Over the centuries, a plethora of developments in the harnessing and use of solar energy has been witnessed all over the world. However, it was not until the 20th century that the world’s first solar powered furnace was successfully constructed. Under the guidance of Professor Félix Trombe, the world’s first solar furnace was constructed in the year 1949 in Mont Louis, Southern France (P-O Life Par.1).
This project was a revelation especially for its originator because through it, it became apparent that solar energy could be used to power large-scale furnaces that could be used for commercial purposes. About 20 years later, “Professor Félix Trombe led the construction of the world’s largest solar furnace in Odeillo, Southern France” (P-O Life Par.1).
The furnace stands as a demonstration of the potential of solar energy to the world and it remains amongst the world’s greatest projects especially in the line of solar energy exploitation. This essay focuses on the solar furnace at Font Romeu – Odeillo, France.
Solar Furnace (Font Romeu – Odeillo, France)
History
The world’s largest solar furnace was the brainchild of Professor Félix Trombe, a French engineer. In the period before its construction, several successful attempts had been made to use solar energy for electricity generation and home heating. However, the principle behind using solar energy for electricity generation is slightly different from the idea behind the operation of a solar furnace.
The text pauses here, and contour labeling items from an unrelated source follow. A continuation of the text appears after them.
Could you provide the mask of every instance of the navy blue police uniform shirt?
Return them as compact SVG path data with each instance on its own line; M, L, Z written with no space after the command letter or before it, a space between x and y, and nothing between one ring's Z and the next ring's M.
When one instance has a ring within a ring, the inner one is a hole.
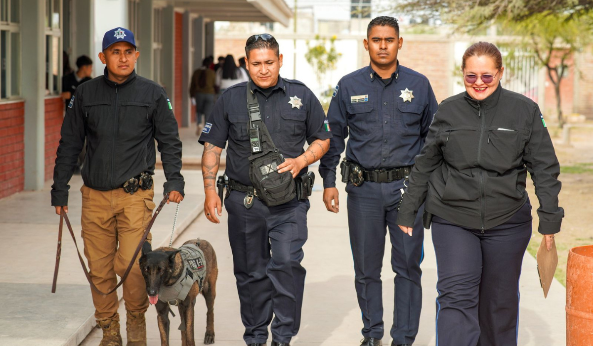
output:
M323 187L336 186L349 135L346 159L366 169L413 164L438 107L428 79L398 64L390 78L381 79L370 65L342 77L327 112L333 137L319 167Z
M319 100L301 82L279 77L276 85L268 89L262 89L253 82L250 85L257 97L262 120L285 158L294 158L304 153L305 139L311 144L315 139L331 137ZM224 148L228 141L227 175L250 186L246 88L247 82L243 82L222 93L202 131L199 142ZM305 167L299 174L307 169Z

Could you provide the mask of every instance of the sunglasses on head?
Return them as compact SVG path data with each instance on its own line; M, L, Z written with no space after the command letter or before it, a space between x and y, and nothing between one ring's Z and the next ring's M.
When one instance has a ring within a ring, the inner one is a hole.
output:
M463 77L466 78L466 81L470 84L473 84L477 81L478 78L481 79L484 83L489 84L492 82L492 81L494 80L494 77L495 77L500 71L500 70L498 70L498 71L493 76L492 75L482 75L481 76L479 76L474 74L470 74L463 75Z
M253 35L250 36L247 39L247 42L246 44L246 46L250 45L253 45L256 43L257 40L262 40L262 41L270 41L274 39L274 36L272 36L270 34L262 34L260 35Z

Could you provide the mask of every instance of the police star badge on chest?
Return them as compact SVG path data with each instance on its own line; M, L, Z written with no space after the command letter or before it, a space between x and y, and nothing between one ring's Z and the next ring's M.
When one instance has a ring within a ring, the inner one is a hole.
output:
M289 96L288 98L291 99L288 103L292 105L292 108L301 109L301 107L302 106L302 103L301 102L301 99L299 99L296 95L295 95L294 97Z
M414 98L414 96L412 95L412 93L414 92L413 90L408 90L407 88L406 88L405 90L400 90L401 91L401 94L400 95L400 97L403 99L404 102L407 101L408 102L412 102L412 99Z

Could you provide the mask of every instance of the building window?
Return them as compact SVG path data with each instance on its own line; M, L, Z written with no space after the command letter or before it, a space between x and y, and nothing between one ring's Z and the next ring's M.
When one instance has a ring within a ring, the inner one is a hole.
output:
M46 94L57 95L62 88L62 0L46 0Z
M154 57L152 71L154 81L162 85L162 9L154 9L154 32L152 37L152 53Z
M371 18L371 0L352 0L350 17L359 19Z
M21 94L20 1L0 0L0 99Z

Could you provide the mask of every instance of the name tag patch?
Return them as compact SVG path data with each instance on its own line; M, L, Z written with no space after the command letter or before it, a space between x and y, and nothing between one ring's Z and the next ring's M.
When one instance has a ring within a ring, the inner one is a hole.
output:
M357 95L356 96L350 97L350 103L358 103L359 102L368 102L368 101L369 101L368 95Z
M187 264L193 269L200 269L204 266L204 264L202 262L202 258L200 257L198 257L195 259L188 260Z

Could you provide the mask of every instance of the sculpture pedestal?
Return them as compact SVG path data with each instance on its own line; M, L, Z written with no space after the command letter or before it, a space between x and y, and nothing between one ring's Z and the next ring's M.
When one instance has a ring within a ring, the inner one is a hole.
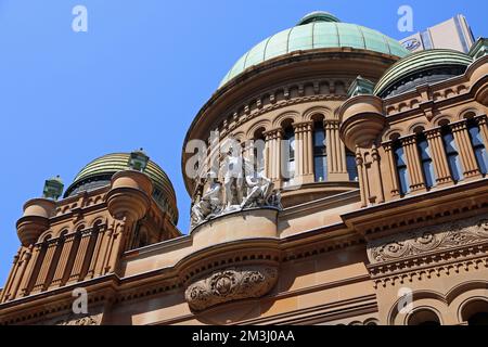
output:
M192 231L197 249L248 239L278 237L278 209L256 208L222 215Z

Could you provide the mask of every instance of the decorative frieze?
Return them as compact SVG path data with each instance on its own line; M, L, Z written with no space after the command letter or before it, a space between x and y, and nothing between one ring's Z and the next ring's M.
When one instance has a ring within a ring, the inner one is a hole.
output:
M368 245L368 257L372 265L378 265L479 242L488 242L488 216L427 227L373 241Z
M219 304L259 298L268 294L278 281L278 269L273 267L230 268L214 272L191 284L185 299L195 311Z

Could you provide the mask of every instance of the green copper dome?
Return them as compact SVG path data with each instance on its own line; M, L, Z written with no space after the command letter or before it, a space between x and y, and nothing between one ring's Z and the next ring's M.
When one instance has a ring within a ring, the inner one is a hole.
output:
M409 51L398 41L367 27L341 23L328 12L307 14L297 26L267 38L245 53L220 82L223 87L247 68L294 51L349 47L406 56Z
M130 169L130 153L114 153L94 159L79 171L72 185L66 190L65 197L110 184L114 174ZM168 176L152 160L147 162L144 174L153 181L154 200L172 216L176 224L178 222L176 194Z
M436 49L412 53L389 67L376 83L375 95L393 95L420 83L436 82L463 74L473 57L453 50ZM411 86L409 86L411 85Z

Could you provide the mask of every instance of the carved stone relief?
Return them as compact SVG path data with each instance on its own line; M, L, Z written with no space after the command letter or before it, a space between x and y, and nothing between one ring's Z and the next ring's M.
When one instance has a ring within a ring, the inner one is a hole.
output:
M271 267L232 268L214 272L191 284L185 299L195 311L239 299L268 294L278 281L278 269Z
M488 241L488 216L483 217L374 241L368 245L369 260L374 265Z
M92 316L86 316L81 318L68 317L65 320L61 320L54 323L54 325L99 325L98 320Z

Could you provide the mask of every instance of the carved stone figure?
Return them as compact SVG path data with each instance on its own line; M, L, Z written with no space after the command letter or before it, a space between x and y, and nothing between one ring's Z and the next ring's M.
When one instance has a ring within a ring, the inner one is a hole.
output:
M222 185L217 181L213 172L208 174L207 182L209 183L208 190L192 207L193 226L209 220L213 216L219 214L221 209L220 195Z
M274 207L281 209L281 195L274 191L271 180L255 172L254 165L236 155L235 147L230 146L221 157L220 172L209 172L202 187L209 185L192 207L192 228L213 218L246 208ZM221 182L217 177L221 177Z
M224 210L237 208L244 190L244 167L241 155L231 147L223 156L221 174L223 177Z
M274 184L271 180L257 174L256 176L246 176L247 195L243 198L241 209L247 207L271 206L273 202L270 197L273 193Z

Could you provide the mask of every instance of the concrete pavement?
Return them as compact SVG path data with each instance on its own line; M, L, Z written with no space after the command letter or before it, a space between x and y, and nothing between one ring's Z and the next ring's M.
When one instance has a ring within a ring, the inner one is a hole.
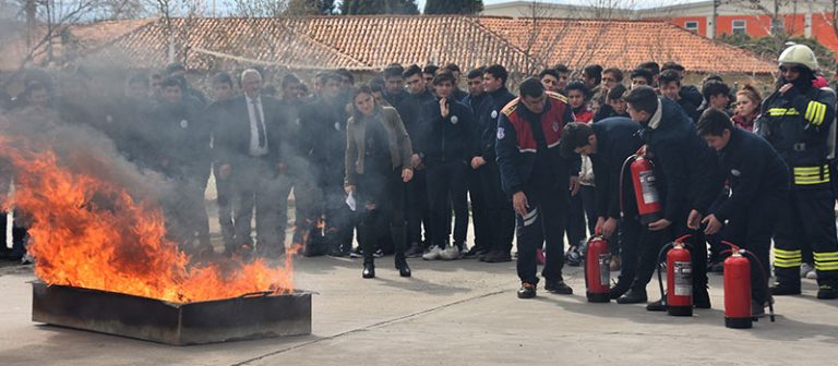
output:
M360 259L298 260L298 288L318 293L309 337L187 347L33 324L32 268L4 267L0 365L829 365L838 354L838 301L815 300L812 280L778 297L777 322L733 330L716 274L714 308L677 318L586 303L579 267L565 271L576 294L522 301L514 263L411 259L403 279L392 260L376 260L373 280Z

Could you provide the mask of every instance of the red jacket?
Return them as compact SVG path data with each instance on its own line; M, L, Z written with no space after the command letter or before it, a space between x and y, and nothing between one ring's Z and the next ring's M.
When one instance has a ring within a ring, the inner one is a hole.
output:
M527 118L538 118L541 122L541 131L544 134L547 154L556 162L556 178L578 174L579 158L566 159L560 154L559 142L562 138L562 129L573 121L573 111L567 106L567 98L560 94L547 91L544 110L536 115L526 107L520 106L519 98L511 101L502 110L498 121L498 139L495 150L498 152L498 166L501 170L501 182L504 191L512 195L522 191L529 183L532 169L536 164L536 151L538 143L532 134L531 123ZM560 184L566 184L567 180L560 179Z

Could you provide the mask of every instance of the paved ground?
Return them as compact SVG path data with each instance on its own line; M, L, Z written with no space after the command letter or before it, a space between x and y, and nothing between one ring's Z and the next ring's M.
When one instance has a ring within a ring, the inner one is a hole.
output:
M675 318L587 304L578 268L567 271L577 294L520 301L514 263L419 259L411 279L391 264L363 280L357 259L301 259L298 285L318 293L311 335L187 347L33 324L32 268L3 267L0 365L829 365L837 354L838 302L815 300L811 280L779 298L776 324L732 330L719 276L713 309Z

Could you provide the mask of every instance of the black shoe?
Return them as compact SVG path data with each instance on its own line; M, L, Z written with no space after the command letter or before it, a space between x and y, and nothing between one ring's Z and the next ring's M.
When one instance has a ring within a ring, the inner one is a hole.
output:
M398 269L398 276L410 277L410 267L407 266L407 260L396 263L396 269Z
M529 282L522 282L518 289L518 298L536 297L536 285Z
M575 246L567 249L564 255L564 264L571 267L579 267L582 264L582 256Z
M419 258L424 253L424 248L422 248L419 243L412 243L410 244L410 247L407 248L407 252L405 252L406 258Z
M628 289L622 296L616 298L618 304L641 304L648 301L646 290Z
M544 283L544 290L561 295L573 295L573 289L571 289L571 286L568 286L567 283L564 283L562 280L547 280Z
M752 318L763 318L765 317L765 303L761 303L755 300L751 300L751 317Z
M693 307L695 308L710 308L710 294L707 293L707 289L693 290Z
M483 248L475 245L470 249L468 249L468 252L466 252L466 254L463 255L463 258L464 259L475 259L475 258L479 258L480 256L482 256L484 254L486 254L486 251L483 251Z
M838 298L838 291L829 284L822 284L817 289L817 298L821 300L834 300Z
M483 261L486 263L512 261L512 256L510 255L510 252L495 251L495 252L489 253L486 257L483 257Z
M667 310L667 302L663 301L663 298L658 300L654 303L648 303L646 305L646 312L666 312Z
M614 284L610 290L608 290L608 297L611 300L618 300L620 296L622 296L626 291L628 291L627 285L622 285L619 282Z
M800 295L800 284L793 286L776 282L769 288L769 290L771 291L771 295L775 296Z
M361 272L361 276L363 278L375 278L375 265L373 265L373 264L364 264L363 265L363 272Z

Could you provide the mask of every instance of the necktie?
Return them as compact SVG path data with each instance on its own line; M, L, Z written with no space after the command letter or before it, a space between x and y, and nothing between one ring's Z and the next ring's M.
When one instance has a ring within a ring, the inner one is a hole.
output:
M262 122L262 113L260 113L260 106L259 99L253 99L253 114L256 115L256 131L259 133L259 147L263 148L265 147L265 144L267 143L265 138L265 124Z

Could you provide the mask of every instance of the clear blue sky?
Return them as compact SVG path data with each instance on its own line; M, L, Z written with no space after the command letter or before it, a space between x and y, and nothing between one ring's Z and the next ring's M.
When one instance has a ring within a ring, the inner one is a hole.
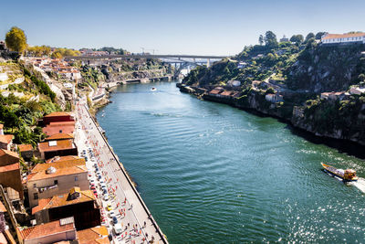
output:
M365 0L3 1L0 39L16 26L29 45L233 55L266 30L365 31L364 9Z

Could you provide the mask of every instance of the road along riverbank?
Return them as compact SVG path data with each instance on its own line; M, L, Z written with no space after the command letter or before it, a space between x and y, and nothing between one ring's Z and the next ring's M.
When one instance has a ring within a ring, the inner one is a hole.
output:
M109 179L109 186L115 196L112 206L116 207L116 211L120 210L123 213L121 223L125 233L123 231L123 239L118 237L117 239L120 241L130 240L131 243L133 243L132 241L137 241L137 243L147 243L148 241L168 243L147 206L128 177L122 164L113 153L112 148L99 131L96 121L89 112L85 102L79 102L77 111L78 112L78 119L86 133L88 143L94 147L98 163L100 164L103 175ZM110 200L103 201L103 206L106 207L109 203Z
M363 177L362 160L174 83L120 86L110 95L98 122L170 243L363 239L362 192L320 165Z

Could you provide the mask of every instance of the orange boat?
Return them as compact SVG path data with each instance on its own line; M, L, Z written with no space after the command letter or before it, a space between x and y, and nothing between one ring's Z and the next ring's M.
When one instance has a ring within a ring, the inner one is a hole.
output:
M323 163L320 164L322 164L322 167L326 172L328 172L335 176L340 177L344 182L358 180L358 176L356 176L356 171L353 169L337 169L331 165L328 165Z

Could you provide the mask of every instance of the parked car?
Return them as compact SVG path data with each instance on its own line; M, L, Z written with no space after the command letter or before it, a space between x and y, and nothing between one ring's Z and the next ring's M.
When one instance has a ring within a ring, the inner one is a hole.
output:
M110 210L112 210L113 209L113 207L111 207L111 204L110 203L108 203L108 205L107 205L107 210L108 211L110 211Z
M120 224L116 224L114 225L114 232L117 236L120 235L121 232L123 232L123 229L121 228L121 225Z
M114 210L109 211L109 216L110 216L111 218L113 218L113 217L115 217Z

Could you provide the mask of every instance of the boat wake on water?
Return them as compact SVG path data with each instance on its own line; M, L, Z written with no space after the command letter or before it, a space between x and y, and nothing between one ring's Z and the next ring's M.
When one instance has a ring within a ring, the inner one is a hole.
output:
M358 187L359 190L361 192L365 193L365 179L364 178L359 178L357 182L352 182L352 186L355 186Z

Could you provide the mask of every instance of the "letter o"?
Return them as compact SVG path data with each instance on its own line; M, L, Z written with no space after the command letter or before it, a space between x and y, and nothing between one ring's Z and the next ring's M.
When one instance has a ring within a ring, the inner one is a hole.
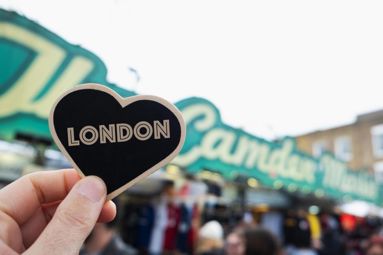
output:
M92 137L90 138L87 138L85 135L88 132L90 132ZM80 131L80 139L85 144L90 145L96 142L98 138L98 132L96 128L91 126L87 126L82 128Z
M140 132L140 129L142 127L146 129L146 132L144 134ZM138 140L143 141L150 138L153 133L153 129L150 124L146 121L141 121L136 124L134 132L136 138Z

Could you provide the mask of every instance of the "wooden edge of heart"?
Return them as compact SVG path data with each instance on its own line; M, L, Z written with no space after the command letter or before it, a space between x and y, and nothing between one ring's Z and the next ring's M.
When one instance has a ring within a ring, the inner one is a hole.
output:
M185 135L186 134L186 126L185 124L185 121L183 119L183 118L182 117L182 115L180 110L171 103L160 97L150 95L138 95L129 96L129 97L124 98L111 89L103 85L96 83L88 83L82 84L71 88L61 94L53 103L53 105L51 109L51 111L49 113L49 119L48 119L49 128L51 131L51 134L52 134L52 137L53 138L53 140L56 143L57 146L59 147L59 149L60 149L60 150L65 155L65 157L66 157L69 162L73 166L75 169L76 170L76 171L81 177L82 178L85 178L85 175L84 175L81 171L81 170L72 159L72 157L69 155L69 154L67 152L66 150L65 149L65 148L64 145L61 144L61 141L57 136L57 134L56 134L56 131L55 130L54 125L53 123L53 114L54 113L56 106L59 103L59 102L66 95L77 90L87 89L101 90L101 91L108 93L115 98L123 107L124 107L128 105L139 100L150 100L159 103L166 106L175 115L175 116L177 118L178 121L180 123L180 125L181 127L181 137L180 139L180 142L177 147L173 152L162 160L124 186L113 191L112 192L108 194L106 196L106 199L105 200L105 202L107 202L130 188L134 183L139 181L144 178L153 173L171 161L172 160L175 158L178 155L178 154L181 150L181 149L182 149L182 146L183 145L183 142L185 142Z

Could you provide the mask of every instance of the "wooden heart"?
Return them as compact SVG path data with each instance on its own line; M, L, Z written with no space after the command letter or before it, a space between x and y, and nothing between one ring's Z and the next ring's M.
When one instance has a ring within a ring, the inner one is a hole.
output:
M82 178L96 175L108 201L174 159L185 139L185 123L160 98L121 97L100 84L65 91L51 110L54 141Z

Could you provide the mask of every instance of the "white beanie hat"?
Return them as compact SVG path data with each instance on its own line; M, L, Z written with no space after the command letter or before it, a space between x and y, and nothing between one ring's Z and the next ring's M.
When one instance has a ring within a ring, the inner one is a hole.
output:
M223 229L217 221L211 221L205 223L200 230L202 237L221 240L223 239Z

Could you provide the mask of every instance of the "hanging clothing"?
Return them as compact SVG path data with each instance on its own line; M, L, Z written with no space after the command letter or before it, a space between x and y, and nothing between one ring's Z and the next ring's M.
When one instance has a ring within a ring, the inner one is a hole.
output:
M173 250L175 247L178 224L180 222L180 209L172 204L168 206L167 226L165 231L164 250Z
M160 254L162 252L167 220L167 206L164 201L154 207L154 222L149 244L151 254Z
M190 228L190 214L185 204L183 204L180 209L180 217L176 248L185 253L187 250L188 234Z
M137 247L147 248L154 222L154 209L150 205L143 206L140 210L137 222Z

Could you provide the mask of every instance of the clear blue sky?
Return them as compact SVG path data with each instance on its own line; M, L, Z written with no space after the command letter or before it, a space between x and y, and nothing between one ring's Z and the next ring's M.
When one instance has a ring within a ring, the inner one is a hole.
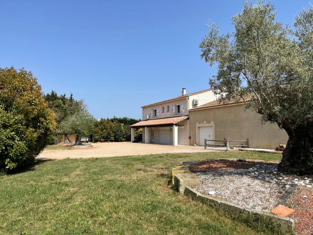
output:
M292 24L309 0L272 1ZM84 99L97 118L207 89L198 48L209 20L231 31L242 1L0 0L0 66L24 67L45 93Z

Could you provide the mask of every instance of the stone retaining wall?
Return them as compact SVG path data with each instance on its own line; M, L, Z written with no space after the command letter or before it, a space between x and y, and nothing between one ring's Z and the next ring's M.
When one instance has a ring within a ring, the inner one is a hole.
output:
M212 160L212 161L216 160ZM272 223L279 228L283 234L292 233L294 229L293 220L261 212L248 210L231 202L213 197L203 195L192 188L200 184L201 181L195 175L190 172L189 167L205 161L190 161L177 164L172 170L172 183L174 188L181 195L185 195L192 200L198 201L213 208L219 208L230 214L241 214L253 216L255 219L262 219Z

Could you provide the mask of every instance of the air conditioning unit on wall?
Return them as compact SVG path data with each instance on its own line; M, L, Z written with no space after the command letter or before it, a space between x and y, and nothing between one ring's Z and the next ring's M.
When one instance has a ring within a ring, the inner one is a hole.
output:
M192 100L192 105L197 105L198 104L198 100Z

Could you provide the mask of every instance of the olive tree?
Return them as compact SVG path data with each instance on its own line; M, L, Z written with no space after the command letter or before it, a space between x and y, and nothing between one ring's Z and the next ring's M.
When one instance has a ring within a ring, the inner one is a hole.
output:
M56 126L41 87L23 68L0 67L0 169L33 163Z
M94 118L86 109L84 108L69 116L61 123L60 128L64 133L74 135L74 145L81 144L80 138L92 133L94 125Z
M216 24L200 43L202 58L216 75L209 83L225 103L245 102L263 123L277 123L289 138L280 170L313 173L313 8L304 9L293 27L275 20L269 3L249 2L232 19L233 32Z

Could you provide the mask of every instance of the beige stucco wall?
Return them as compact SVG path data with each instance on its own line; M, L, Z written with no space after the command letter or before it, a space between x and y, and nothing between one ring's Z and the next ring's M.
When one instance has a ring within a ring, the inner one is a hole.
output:
M179 105L182 103L184 103L184 112L182 113L177 114L173 114L172 113L172 107L173 104ZM151 118L149 119L158 119L166 118L172 118L177 116L182 116L187 115L188 113L188 103L186 98L177 100L171 102L167 102L162 104L160 104L153 106L146 107L142 108L142 120L144 121L146 120L146 117L147 115L150 116L151 110L151 109L154 109L159 108L159 117ZM166 107L168 106L170 107L170 111L167 112ZM164 107L164 112L162 112L162 107Z
M249 147L269 149L287 143L287 133L280 130L277 124L262 125L259 114L249 110L245 112L243 109L242 105L235 105L190 111L189 129L192 144L197 139L196 124L205 122L214 123L215 139L248 139ZM198 141L197 144L199 145Z

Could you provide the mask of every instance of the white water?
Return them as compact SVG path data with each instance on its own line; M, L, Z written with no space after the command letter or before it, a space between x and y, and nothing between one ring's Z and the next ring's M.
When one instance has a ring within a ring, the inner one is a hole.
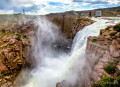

Attempts to use the principle behind the operation of a solar furnace date back to the 7th Century B.C. when simple magnifying glasses were used to converge sunrays into hot beams that could be used to light fires (Garg 10). It is also believed that in the 2nd century B.C. Greek Scientist, Archimedes used this same principle to ward off Roman war ships, which were on a mission to besiege Syracuse (Garg 10).
Archimedes achieved this feat by setting the ships on fire to stop them from reaching the town. This aspect makes the idea of using reflectors or mirrors to concentrate solar energy into hot beams for different purposes the oldest known use of solar energy.
Professor Trombe placed the idea under serious scrutiny in 1946 when carrying out an experiment to determine the possibility of attaining high temperatures rapidly and the effect of the high temperatures on different materials in a pure environment using an air defense mirror to converge the light from the sun into a hot beam.
In the quest to actualize this experiment under controllable circumstances where different possibilities could be tried out, Professor Trombe built the world’s first solar furnace at Mont Louis, Southern France in 1949 (P-O Life Par.1).
This project was enormous as it incorporated 1420 mirrors to form the light converging surface (P-O Life Par.1). The furnace has since undergone massive renovation to make it fit for commercial purposes it serves today.
The success of the Mont Louis furnace inspired professor Trombe to build the world’s largest solar furnace a few miles away from his initial project. The solar furnace in Odeillo was an improvement of the pioneering project that had been 20 years earlier. Since its construction, the furnace remains the largest and most important solar furnace in the world (P-O Life Par.2).
This reputation stems from the fact that even though there are numerous other such furnaces across the world, none of them is capable of producing the temperatures that the furnace at Odeillo can produce. Thus, it remains Professor Trombe’s biggest achievement as it continues to contribute immensely to the wellbeing through enabling vital experiments that cannot be conducted elsewhere.
Overview of the project
This project is located at Font Romeu- Odeillo, in the Pyrenees of Southern France. The location was chosen because it boasts of clear skies for up to 300 days in one year (P-O Life Par.5). The air quality of the region was also considered the most suitable for this kind of project within France.
It comprises a large concave mirror (formed by putting together 10,000 smaller mirrors) that is mounted on an eight-story building. The concave mirror is about 2000 square feet (P-O Life Par.4).
The light that it converges to a focal point, which is the size of a cooking pot, is supplied by 63 heliostats that are mounted on the hillside facing the concave mirror. The heliostats (flat self-adjusting mirrors that reflect light to a pre-determined target) are arranged in eight terraces to allow them to cover the entire surface of the concave mirror.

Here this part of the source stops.